Ha più ragione l’Opus Dei o l’Azione Cattolica? E’ depositaria della verità CL oppure lo sono i Gesuiti? I preti operai sbagliano tutto ed i contemplativi hanno capito tutto o viceversa? Io personalmente posso essere più in sintonia con alcune di queste posizioni e meno con altre, ma credo di poter affermare che tutte le posizioni sopra citate, nella Chiesa, siano ritenute lecite. Mi sembra quindi che venga riconosciuto ad ogni congregazione o associazione il proprio approccio ed il proprio percorso, nel rispetto delle peculiarità e dei carismi che ognuno manifesta.

Estendere lo stesso criterio, il pluralismo di approccio ritengo sia ipotizzabile, comprensibile ed accettabile anche in ambito politico. Perché, rispetto al mondo ecclesiale, i laici devono essere appiattiti su di un'unica posizione? Perché non ci può essere una pluralità di carismi e di sensibilità anche in ambito politico?
Perché non accettare che partendo da valori etici comuni le diverse sensibilità portino ad un ampio ventaglio di posizioni tutte legittime?
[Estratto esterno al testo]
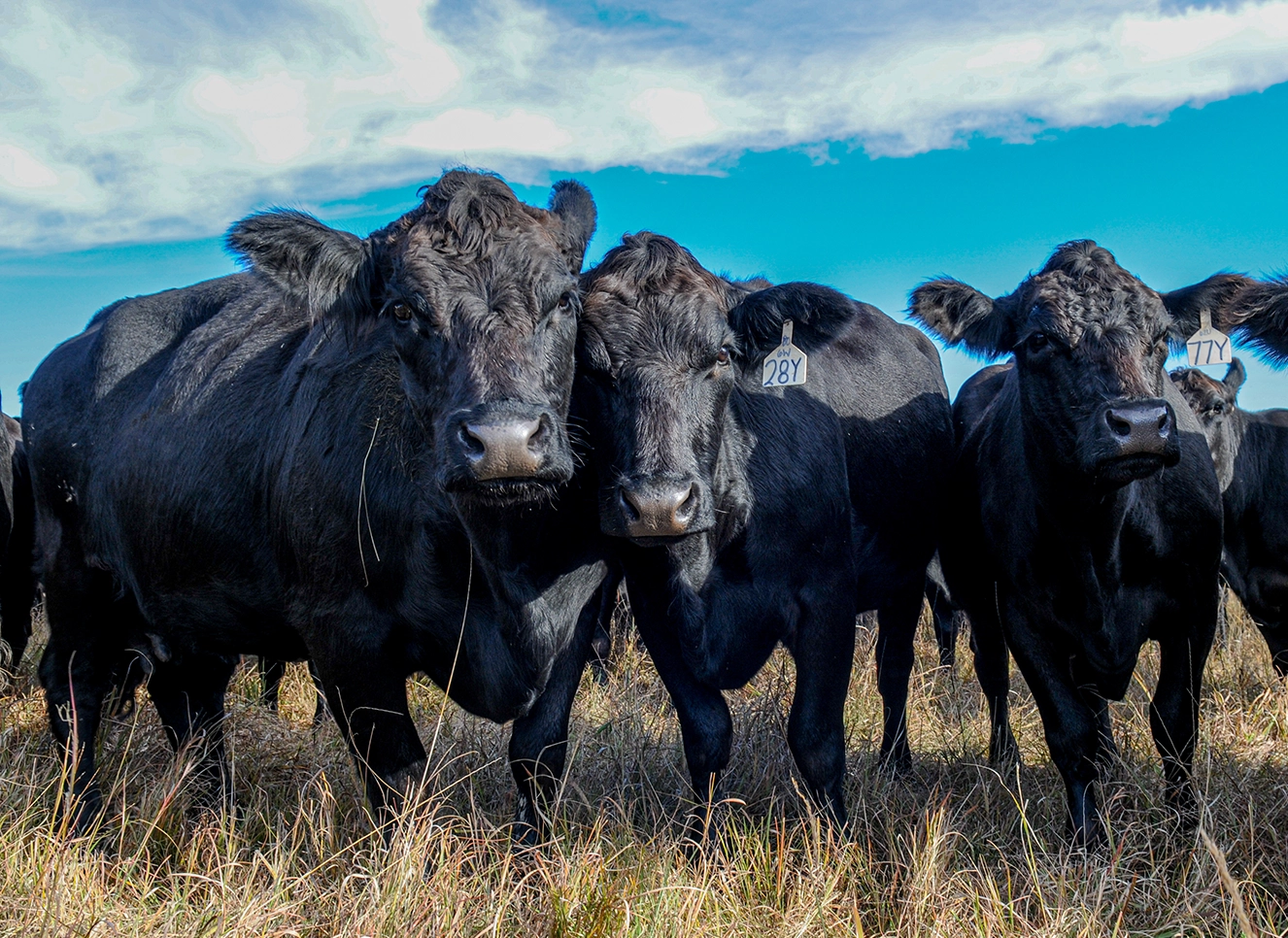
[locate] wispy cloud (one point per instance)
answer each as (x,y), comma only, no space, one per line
(130,119)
Tutto questo discorso non è solo per legittimare il fatto che voto Ulivo, ma per affermare che in ogni schieramento nessun singolo partito può legittimamente assumersi il ruolo di custode dell’ortodossia e paladino e raccoglitore del voto cattolico.
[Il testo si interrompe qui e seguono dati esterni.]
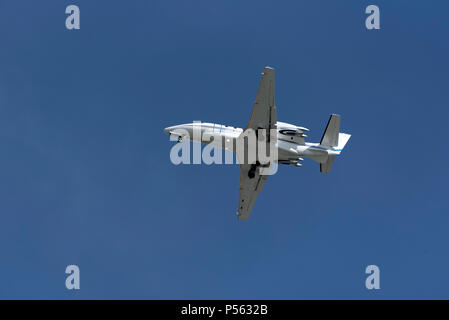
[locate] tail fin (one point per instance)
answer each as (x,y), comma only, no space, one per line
(334,140)
(330,135)
(327,166)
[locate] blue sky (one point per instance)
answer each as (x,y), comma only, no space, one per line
(86,178)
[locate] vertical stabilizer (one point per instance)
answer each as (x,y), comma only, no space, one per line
(330,135)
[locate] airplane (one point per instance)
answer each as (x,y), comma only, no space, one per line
(289,138)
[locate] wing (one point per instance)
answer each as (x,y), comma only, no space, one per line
(264,110)
(249,189)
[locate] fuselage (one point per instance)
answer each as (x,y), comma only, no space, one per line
(290,140)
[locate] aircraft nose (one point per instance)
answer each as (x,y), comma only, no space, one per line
(168,129)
Sono cattolico ma non mi riconosco, per essere concreti, nel PPI e più in generale nella Margherita (del resto non mi riconosco neppure nei DS; in questa fase posso identificarmi come un orfano del fu Ulivo). Contesto tuttavia l’equazione che essere cattolico e di centrosinistra voglia necessariamente dire votare PPI (o chi per loro).
Io sono un cattolico: assieme al mio approccio con l’ambientalismo, con la democrazia, con la solidarietà, con la globalizzazione, con il federalismo e con quant’altro, farà di me una persona che fa politica.

Se per me l’essere cattolico è un valore importante (e per me lo è) potrò anche definirmi un cattolico in politica, ma evitiamo di parlare, per cortesia, di politica dei cattolici.